Dynamics of path aggregation in the presence of turnover

We investigate the slow time scales that arise from aging of the paths during the process of path aggregation. This is studied using Monte-Carlo simulations of a model aiming to describe the formation of fascicles of axons mediated by contact axon-axon interactions. The growing axons are represented as interacting directed random walks in two spatial dimensions. To mimic axonal turnover, random walkers are injected and whole paths of individual walkers are removed at specified rates. We identify several distinct time scales that emerge from the system dynamics and can exceed the average axonal lifetime by orders of magnitude. In the dynamical steady state, the position-dependent distribution of fascicle sizes obeys a scaling law. We discuss our findings in terms of an analytically tractable, effective model of fascicle dynamics.

💡 Research Summary

The paper addresses how axonal fasciculation— the bundling of growing axons into fascicles— evolves when axons are continuously turned over, i.e., newly generated and removed at a given rate. The authors model each axon as a directed random walk (DRW) on a two‑dimensional lattice that moves preferentially upward, mimicking axonal growth toward a target region. When two DRWs become adjacent, they interact and become part of the same fascicle; thereafter the whole fascicle moves as a single entity. To incorporate turnover, new walkers are injected at a constant rate λ_in while entire existing paths are removed after an average lifetime τ, representing axonal death and replacement.

Monte‑Carlo simulations were performed over a wide range of λ_in, τ, and system sizes. Several observables were recorded: the distribution of fascicle sizes P(s, x) as a function of the longitudinal coordinate x (distance from the origin), the number of fascicles N_f(x), the mean fascicle size ⟨s⟩(x), and temporal correlation functions that reveal characteristic relaxation times.

The results reveal three distinct dynamical time scales that can be orders of magnitude larger than the average axonal lifetime τ. First, the relaxation time of the mean fascicle size, τ_s, reflects how quickly the average bundle grows to its steady‑state value. Second, the fluctuation time of the fascicle number, τ_n, measures how long the system retains memory of a particular configuration of bundles. Third, a much longer “extinction” time τ_ex appears when a turnover event removes all existing paths simultaneously, causing a sudden collapse of the fascicle population. These time scales emerge from the collective dynamics of merging and splitting fascicles rather than from the individual walker lifetime.

In the steady state, the size distribution obeys a position‑dependent scaling law:

 P(s, x) = x⁻¹ f(s/x)

where f is a universal, dimensionless scaling function that the simulations fit well with an exponential‑type form f(z) ∝ z exp(−z). This law implies that the average fascicle size grows linearly with distance (⟨s⟩ ∝ x) while the shape of the distribution remains invariant when sizes are rescaled by x. The scaling persists across a broad range of turnover rates, indicating that fascicle growth is self‑similar along the growth axis.

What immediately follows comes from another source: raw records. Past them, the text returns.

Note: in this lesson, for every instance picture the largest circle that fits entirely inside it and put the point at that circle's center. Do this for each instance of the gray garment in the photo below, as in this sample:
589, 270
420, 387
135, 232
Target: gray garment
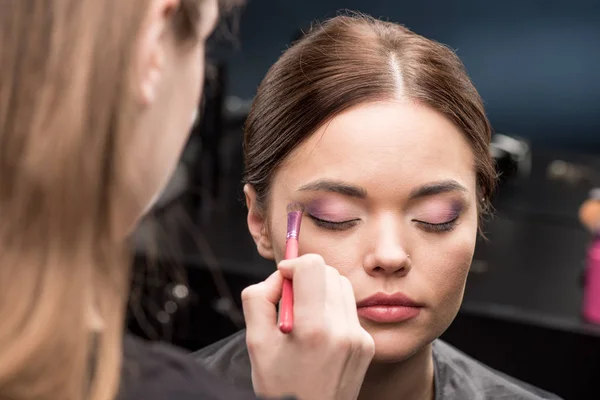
457, 376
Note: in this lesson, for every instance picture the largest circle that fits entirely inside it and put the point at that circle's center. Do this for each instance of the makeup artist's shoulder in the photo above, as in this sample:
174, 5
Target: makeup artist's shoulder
459, 376
158, 371
229, 359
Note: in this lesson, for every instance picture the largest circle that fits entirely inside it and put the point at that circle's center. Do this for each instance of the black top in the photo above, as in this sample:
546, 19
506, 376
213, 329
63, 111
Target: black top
457, 376
156, 371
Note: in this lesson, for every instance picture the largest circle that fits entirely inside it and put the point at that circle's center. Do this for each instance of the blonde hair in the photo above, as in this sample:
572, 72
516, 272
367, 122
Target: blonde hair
66, 113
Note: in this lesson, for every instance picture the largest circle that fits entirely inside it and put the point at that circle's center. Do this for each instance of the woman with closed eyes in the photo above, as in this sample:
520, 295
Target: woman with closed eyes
381, 135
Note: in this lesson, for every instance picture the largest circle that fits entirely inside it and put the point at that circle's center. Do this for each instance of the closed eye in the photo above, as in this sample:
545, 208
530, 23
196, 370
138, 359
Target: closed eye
441, 227
334, 226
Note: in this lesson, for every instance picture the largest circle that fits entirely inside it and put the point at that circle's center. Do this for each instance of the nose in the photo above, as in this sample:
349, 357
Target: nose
386, 254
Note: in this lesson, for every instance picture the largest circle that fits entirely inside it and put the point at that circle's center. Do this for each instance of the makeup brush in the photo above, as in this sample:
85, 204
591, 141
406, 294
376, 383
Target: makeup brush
286, 306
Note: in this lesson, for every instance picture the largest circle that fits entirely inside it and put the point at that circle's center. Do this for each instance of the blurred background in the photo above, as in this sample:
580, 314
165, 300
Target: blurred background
535, 63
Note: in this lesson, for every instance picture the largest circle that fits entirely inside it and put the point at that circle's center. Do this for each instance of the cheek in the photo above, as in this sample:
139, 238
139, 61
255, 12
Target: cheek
447, 271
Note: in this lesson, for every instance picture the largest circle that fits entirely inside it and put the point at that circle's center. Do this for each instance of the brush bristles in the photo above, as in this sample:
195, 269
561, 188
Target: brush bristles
294, 207
295, 211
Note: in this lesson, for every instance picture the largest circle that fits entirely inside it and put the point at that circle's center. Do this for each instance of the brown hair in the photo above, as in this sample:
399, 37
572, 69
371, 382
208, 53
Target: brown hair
350, 60
66, 110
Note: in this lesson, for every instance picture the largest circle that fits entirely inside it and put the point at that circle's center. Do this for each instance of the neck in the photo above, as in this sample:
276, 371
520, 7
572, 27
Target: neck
411, 379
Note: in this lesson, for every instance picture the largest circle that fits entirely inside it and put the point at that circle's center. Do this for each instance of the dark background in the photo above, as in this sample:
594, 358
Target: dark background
536, 65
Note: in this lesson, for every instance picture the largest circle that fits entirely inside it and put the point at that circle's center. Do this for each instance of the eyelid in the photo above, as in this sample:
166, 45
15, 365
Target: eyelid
334, 225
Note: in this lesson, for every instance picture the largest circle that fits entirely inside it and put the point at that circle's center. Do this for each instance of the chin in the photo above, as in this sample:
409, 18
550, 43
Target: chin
398, 343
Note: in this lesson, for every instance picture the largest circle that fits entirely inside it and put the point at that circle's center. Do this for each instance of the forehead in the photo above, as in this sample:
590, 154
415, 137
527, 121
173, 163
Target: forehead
385, 145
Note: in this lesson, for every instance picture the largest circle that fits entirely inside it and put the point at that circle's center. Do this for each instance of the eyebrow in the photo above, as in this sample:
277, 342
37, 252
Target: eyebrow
343, 188
346, 189
431, 189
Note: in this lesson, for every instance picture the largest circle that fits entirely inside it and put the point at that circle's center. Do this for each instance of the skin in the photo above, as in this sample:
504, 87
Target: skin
388, 151
170, 76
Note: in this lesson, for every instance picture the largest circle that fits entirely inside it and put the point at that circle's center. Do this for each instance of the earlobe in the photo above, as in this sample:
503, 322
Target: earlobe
257, 224
151, 53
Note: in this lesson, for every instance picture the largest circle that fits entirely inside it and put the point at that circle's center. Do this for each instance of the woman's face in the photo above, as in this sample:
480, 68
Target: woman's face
390, 196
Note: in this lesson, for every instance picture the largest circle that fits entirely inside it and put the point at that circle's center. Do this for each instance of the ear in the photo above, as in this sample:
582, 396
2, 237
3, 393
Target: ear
152, 51
257, 224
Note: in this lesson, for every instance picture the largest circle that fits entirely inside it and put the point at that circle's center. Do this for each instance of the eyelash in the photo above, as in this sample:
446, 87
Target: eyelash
439, 228
334, 226
341, 226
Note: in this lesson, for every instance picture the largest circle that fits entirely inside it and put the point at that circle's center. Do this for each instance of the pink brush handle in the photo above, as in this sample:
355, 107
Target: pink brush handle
286, 307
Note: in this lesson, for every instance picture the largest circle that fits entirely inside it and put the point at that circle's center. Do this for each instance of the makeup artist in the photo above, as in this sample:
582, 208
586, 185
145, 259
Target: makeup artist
96, 101
383, 138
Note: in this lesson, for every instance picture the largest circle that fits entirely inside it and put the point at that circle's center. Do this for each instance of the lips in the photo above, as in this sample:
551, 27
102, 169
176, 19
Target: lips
388, 308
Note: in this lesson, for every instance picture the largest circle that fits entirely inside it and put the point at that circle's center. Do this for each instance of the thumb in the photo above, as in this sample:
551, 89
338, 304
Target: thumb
259, 303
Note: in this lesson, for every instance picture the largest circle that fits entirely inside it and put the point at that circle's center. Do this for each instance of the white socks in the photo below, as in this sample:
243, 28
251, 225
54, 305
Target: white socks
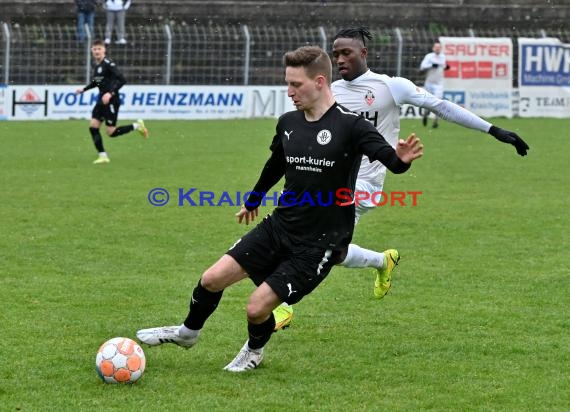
358, 257
184, 332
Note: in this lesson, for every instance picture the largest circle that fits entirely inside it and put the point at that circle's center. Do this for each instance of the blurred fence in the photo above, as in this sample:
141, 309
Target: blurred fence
210, 54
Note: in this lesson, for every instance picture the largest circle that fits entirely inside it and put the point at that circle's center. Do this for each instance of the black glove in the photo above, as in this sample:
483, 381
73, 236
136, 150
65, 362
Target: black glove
506, 136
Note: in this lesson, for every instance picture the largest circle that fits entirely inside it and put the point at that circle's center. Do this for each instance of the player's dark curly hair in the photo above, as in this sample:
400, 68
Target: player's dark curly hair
360, 33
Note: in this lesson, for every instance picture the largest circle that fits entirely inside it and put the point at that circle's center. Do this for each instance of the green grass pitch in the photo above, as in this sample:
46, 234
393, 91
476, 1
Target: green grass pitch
477, 318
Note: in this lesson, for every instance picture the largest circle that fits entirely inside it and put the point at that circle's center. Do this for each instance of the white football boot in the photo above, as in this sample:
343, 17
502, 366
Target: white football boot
245, 360
166, 334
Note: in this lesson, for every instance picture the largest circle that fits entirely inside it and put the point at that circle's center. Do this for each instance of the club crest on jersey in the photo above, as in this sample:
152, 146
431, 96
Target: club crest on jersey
369, 97
324, 137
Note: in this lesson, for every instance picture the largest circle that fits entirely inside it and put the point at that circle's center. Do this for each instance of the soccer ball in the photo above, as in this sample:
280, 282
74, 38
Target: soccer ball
120, 360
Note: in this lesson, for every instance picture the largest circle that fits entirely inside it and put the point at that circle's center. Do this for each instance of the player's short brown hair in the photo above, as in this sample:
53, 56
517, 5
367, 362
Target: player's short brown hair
314, 59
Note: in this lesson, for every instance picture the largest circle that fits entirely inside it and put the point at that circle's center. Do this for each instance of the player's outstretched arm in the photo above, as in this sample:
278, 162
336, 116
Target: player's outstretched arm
248, 215
509, 137
410, 149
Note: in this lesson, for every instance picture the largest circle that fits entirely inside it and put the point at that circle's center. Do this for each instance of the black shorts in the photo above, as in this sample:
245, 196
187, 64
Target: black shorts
292, 270
107, 113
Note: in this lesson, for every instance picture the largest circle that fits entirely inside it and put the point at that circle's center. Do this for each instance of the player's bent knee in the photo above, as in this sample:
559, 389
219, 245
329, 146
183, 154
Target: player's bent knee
256, 312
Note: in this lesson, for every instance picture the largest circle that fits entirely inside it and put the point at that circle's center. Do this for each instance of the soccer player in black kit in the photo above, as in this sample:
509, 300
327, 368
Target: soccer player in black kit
288, 254
109, 80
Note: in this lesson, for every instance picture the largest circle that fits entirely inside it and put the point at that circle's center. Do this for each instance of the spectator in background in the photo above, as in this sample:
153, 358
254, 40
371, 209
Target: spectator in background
116, 10
85, 15
433, 65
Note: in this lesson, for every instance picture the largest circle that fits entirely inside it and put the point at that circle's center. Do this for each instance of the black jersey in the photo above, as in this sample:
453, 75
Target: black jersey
317, 159
107, 77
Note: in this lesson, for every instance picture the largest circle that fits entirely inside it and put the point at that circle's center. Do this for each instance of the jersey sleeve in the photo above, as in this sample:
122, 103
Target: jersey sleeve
271, 173
406, 92
372, 144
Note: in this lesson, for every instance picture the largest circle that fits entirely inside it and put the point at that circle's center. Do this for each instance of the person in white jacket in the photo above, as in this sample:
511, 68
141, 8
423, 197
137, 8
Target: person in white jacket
115, 10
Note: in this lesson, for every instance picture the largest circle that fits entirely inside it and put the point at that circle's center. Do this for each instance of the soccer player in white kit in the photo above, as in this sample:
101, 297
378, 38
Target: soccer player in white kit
433, 65
378, 98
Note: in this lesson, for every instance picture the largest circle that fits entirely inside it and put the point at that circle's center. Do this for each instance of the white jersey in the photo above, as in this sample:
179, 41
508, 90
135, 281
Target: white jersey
378, 98
434, 76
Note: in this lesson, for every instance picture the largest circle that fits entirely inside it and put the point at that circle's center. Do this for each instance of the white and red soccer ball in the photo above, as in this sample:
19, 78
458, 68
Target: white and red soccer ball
120, 360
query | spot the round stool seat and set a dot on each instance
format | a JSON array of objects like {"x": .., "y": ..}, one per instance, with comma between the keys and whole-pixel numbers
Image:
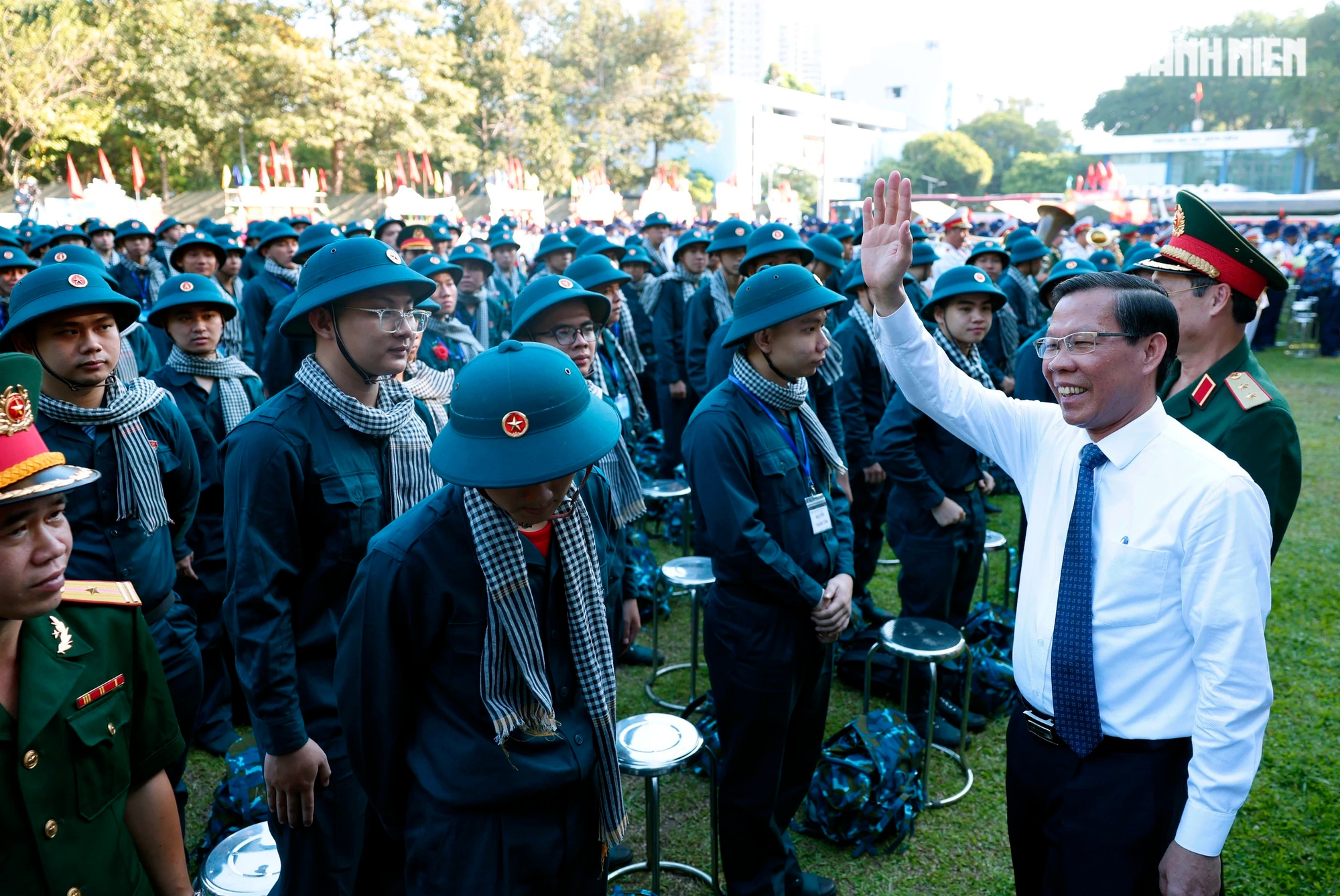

To rationalize these observations, the authors construct an analytically tractable “effective” model in which fascicles are treated as particles that undergo stochastic coalescence (merging) and fission (splitting). The coalescence rate depends on the product of the interacting fascicle sizes (∝√(s_i s_j)), reflecting the higher likelihood of larger bundles to attract each other. Splitting occurs with a rate proportional to fascicle size, representing internal instabilities that become more probable in larger bundles. Turnover introduces a global removal term with rate λ_out, which can trigger the extinction events described above. The master equation for the probability distribution of fascicle sizes can be solved in a mean‑field approximation, reproducing both the linear growth of ⟨s⟩ with x and the scaling form of P(s, x). Moreover, the analytical expressions for the characteristic times τ_s, τ_n, and τ_ex emerge naturally as functions of the coalescence, fission, and turnover rates.

The study highlights that fasciculation dynamics are governed by long‑range temporal correlations that far exceed the lifetime of individual axons. The presence of turnover does not simply randomize the system; instead, it creates a non‑trivial steady state where bundles continuously remodel while preserving a universal size distribution. These findings have broader implications for other biological systems where path‑like entities aggregate and turnover, such as vascular sprouting, insect trail formation, and collective robot navigation.

In conclusion, the authors provide a comprehensive computational and theoretical framework for understanding how axonal bundles form, evolve, and persist in the presence of continual renewal. By identifying multiple emergent time scales and a robust scaling law for fascicle sizes, the work bridges microscopic interaction rules with macroscopic tissue‑level organization, offering testable predictions for future experimental studies of neural development and related aggregation phenomena.